RBQM and Industry Need

In the wake of COVID-19, many sponsors and CROs were struggling to keep up with the need to assess risk on new and ongoing studies. In response to customer demand and the specific challenges that the clinical trials industry was facing because of the pandemic, COVID-19 risk management solutions have been made available. With the FDA, EMA, PMDA, and MHRA issuing specific guidelines due to the coronavirus pandemic, such packages have helped meet these new recommendations and address additional study risks. Online risk assessment and control solutions can be leveraged for performing risk planning and mitigation activities addressing inherent risks during this crisis.

The Future of RBQM

The rising cost of clinical research is in part due to extensive trial monitoring processes that focus on unimportant details. Conversely, RBQM focuses instead on “things that really matter.” The adoption of statistics to assist with quality oversight in trials is well documented. Cloud-based solutions, driven by CSM, employ a unique set of algorithms that interrogate clinical and operational data in real time centrally to conveniently illuminate data outliers and anomalies. CSM plays a crucial part in RBQM, helping drive down the cost of randomized clinical trials while improving their quality.
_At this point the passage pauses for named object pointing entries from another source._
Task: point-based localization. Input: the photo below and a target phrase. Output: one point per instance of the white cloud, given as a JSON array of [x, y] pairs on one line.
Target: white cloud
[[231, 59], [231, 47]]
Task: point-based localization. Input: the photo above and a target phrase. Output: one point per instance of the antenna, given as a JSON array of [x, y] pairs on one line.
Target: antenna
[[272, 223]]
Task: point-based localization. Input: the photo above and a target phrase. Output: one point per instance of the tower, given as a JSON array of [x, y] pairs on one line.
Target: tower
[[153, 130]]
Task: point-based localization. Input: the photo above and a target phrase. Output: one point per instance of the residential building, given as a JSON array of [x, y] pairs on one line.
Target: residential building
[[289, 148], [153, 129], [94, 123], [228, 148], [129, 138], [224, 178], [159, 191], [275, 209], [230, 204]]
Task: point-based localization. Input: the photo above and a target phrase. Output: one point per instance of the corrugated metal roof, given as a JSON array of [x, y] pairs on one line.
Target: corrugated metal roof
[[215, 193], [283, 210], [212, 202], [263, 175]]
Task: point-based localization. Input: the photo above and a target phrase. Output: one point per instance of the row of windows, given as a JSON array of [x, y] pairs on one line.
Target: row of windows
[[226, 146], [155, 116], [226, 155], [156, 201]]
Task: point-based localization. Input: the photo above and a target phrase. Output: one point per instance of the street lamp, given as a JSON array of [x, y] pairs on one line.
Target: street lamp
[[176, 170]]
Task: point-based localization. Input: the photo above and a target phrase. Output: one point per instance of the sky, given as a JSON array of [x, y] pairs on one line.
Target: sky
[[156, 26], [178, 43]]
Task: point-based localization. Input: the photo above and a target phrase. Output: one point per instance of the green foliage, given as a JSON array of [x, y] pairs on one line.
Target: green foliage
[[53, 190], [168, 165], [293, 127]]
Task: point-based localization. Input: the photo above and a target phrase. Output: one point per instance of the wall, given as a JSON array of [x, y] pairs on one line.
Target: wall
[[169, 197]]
In clinical trials, timing is everything. In the case of risk assessment, earlier risk detection and intervention prevents significant, permanent damage. Risk assessment and central monitoring is doubly important during the current global COVID-19 crisis. Now more than ever the clinical trials industry needs to focus on what matters most to gain insights that advance life sciences. Looking to the future, RBQM can be applied across studies, programs, and organizations alongside machine learning and artificial intelligence to identify program, organization, or industry trends. Learning from historical data can help make future decisions to support study setup, risk assessment, analytical tools, and signals management. Elements of RBQM can be implemented individually and independently to great success, making clinical trials better, faster, and cheaper for sponsors and CROs – and safer for patients.

Regardless of global crises, central monitoring offers extended benefits, including increased operational efficiency, reduced cost, and decreased regulatory submission risk. In a sea of non-compliance, it is important to focus on what matters most–the critical risks and critical data–to give the industry confidence to succeed.